Mekanisme Penetapan Upah Minimum
-
Dewan Pengupahan Daerah
Dewan Pengupahan Daerah bertugas melakukan perhitungan kenaikan upah minimum berdasarkan data ekonomi dan kondisi pasar tenaga kerja. Hasil perhitungan ini kemudian disampaikan sebagai rekomendasi kepada gubernur. -
Gubernur Wajib Menetapkan Upah Minimum
Gubernur memiliki kewajiban untuk menetapkan upah minimum provinsi dan kabupaten/kota. Batas waktu paling lambat adalah 24 Desember 2025 untuk tahun 2026. -
Upah Minimum Sektoral
Selain UMP dan UMK, gubernur juga wajib menetapkan Upah Minimum Sektoral Provinsi (UMSP). Di tingkat kabupaten/kota, gubernur dapat menetapkan Upah Minimum Sektoral Kabupaten/Kota (UMSK) jika diperlukan.

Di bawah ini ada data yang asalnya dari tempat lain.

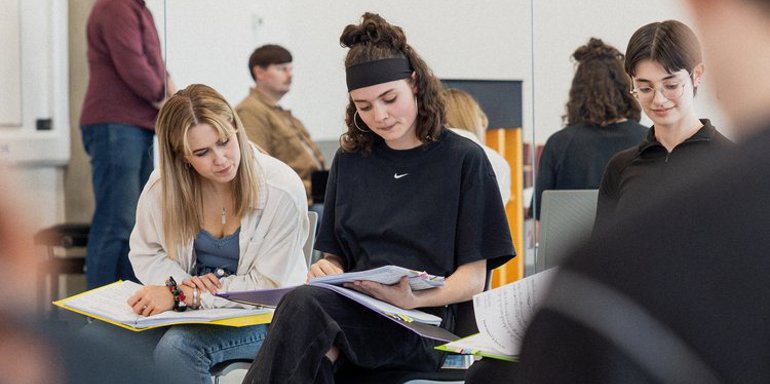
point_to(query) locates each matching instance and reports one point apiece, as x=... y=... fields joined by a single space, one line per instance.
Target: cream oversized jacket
x=271 y=238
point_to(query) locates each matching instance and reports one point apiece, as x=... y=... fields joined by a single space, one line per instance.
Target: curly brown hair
x=600 y=88
x=376 y=39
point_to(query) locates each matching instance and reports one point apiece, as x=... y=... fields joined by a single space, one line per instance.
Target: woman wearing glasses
x=665 y=64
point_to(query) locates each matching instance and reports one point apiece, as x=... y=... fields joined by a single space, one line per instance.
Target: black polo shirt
x=634 y=176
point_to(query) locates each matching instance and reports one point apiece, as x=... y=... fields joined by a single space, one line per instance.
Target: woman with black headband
x=402 y=190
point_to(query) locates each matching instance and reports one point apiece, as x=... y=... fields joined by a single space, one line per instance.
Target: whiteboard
x=34 y=82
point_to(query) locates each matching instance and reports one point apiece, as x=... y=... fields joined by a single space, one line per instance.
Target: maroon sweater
x=125 y=65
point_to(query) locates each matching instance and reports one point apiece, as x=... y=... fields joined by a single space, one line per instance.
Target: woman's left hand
x=400 y=295
x=152 y=299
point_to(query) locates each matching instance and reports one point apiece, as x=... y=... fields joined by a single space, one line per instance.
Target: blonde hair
x=181 y=184
x=463 y=112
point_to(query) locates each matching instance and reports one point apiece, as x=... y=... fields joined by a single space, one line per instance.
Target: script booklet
x=109 y=303
x=422 y=323
x=502 y=316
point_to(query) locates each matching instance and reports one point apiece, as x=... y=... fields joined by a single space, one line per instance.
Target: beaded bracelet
x=178 y=293
x=196 y=298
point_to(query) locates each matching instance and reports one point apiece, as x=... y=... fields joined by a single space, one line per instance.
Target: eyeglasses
x=669 y=91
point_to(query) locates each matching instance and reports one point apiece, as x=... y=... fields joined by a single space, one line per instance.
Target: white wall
x=458 y=39
x=209 y=41
x=36 y=87
x=560 y=27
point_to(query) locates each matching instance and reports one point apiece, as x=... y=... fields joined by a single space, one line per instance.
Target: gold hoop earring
x=355 y=123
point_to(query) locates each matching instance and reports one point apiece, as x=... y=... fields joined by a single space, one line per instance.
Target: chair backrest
x=308 y=248
x=566 y=219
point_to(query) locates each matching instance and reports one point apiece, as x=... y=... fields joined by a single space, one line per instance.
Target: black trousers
x=310 y=320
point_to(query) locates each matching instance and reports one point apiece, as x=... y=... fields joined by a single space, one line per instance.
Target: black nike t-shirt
x=432 y=208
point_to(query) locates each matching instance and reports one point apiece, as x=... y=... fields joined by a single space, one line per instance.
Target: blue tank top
x=217 y=256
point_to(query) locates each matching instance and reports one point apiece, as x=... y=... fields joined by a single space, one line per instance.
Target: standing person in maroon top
x=127 y=84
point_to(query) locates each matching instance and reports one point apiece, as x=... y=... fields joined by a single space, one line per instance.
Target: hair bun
x=373 y=30
x=596 y=49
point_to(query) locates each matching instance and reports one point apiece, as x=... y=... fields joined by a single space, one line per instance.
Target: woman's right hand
x=329 y=265
x=206 y=283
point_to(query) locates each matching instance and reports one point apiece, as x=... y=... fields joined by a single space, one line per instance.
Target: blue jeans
x=182 y=353
x=121 y=162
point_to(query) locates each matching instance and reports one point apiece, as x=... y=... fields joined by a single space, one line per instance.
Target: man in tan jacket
x=271 y=127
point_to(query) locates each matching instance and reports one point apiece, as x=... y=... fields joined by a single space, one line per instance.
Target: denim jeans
x=182 y=353
x=121 y=162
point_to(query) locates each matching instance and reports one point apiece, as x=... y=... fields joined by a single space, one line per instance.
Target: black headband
x=377 y=72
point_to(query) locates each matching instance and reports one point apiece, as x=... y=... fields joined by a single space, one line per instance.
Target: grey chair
x=566 y=220
x=234 y=370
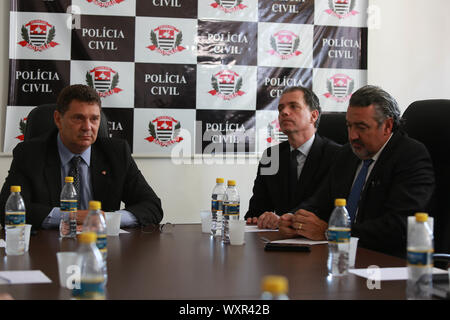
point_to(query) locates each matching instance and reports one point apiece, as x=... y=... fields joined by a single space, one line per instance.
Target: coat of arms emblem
x=38 y=35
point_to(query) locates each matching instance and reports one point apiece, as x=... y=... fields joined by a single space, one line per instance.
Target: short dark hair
x=385 y=104
x=78 y=92
x=310 y=98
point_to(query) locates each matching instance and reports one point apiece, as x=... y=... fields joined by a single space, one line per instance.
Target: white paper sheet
x=300 y=241
x=253 y=228
x=386 y=274
x=21 y=277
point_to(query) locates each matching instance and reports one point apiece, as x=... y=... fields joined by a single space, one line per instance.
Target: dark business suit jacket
x=115 y=177
x=271 y=192
x=400 y=184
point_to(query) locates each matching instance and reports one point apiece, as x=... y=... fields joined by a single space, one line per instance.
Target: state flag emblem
x=38 y=35
x=105 y=3
x=22 y=125
x=341 y=8
x=284 y=44
x=164 y=131
x=228 y=6
x=226 y=84
x=166 y=40
x=275 y=135
x=340 y=87
x=104 y=80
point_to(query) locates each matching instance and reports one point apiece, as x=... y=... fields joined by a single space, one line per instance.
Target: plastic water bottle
x=339 y=229
x=68 y=207
x=274 y=288
x=420 y=259
x=15 y=223
x=217 y=207
x=231 y=204
x=95 y=222
x=90 y=261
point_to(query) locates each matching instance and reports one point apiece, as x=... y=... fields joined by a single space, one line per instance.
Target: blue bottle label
x=231 y=209
x=15 y=218
x=216 y=205
x=420 y=258
x=101 y=243
x=341 y=235
x=93 y=289
x=68 y=205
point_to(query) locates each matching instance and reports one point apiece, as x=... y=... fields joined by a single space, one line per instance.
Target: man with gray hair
x=384 y=175
x=291 y=171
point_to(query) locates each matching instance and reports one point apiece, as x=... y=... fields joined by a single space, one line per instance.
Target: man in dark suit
x=105 y=169
x=291 y=171
x=395 y=172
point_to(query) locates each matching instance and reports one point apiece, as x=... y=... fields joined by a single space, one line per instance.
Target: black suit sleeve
x=138 y=196
x=36 y=210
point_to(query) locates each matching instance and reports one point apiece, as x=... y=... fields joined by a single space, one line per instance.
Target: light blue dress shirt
x=53 y=219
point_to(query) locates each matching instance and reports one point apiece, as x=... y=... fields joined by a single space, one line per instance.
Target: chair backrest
x=428 y=121
x=332 y=126
x=40 y=121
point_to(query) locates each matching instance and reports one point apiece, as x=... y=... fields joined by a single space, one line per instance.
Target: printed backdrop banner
x=202 y=76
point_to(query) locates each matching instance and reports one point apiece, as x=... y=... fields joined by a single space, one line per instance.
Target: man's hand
x=286 y=228
x=268 y=220
x=253 y=220
x=308 y=225
x=82 y=214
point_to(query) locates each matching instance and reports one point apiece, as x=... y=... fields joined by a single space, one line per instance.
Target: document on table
x=300 y=241
x=22 y=277
x=386 y=274
x=253 y=228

Harapan Menteri Ketenagakerjaan
Yassierli berharap kebijakan pengupahan yang diatur dalam PP Pengupahan dapat memberikan manfaat nyata bagi pekerja, pengusaha, dan pemerintah. Dengan adanya regulasi ini, diharapkan dapat menciptakan keseimbangan antara kesejahteraan pekerja dan stabilitas ekonomi.
Ia juga berharap kebijakan ini dapat menjadi contoh dalam pengaturan pengupahan di masa depan. Dengan demikian, semua pihak dapat saling mendukung dalam mencapai tujuan pembangunan nasional yang berkelanjutan.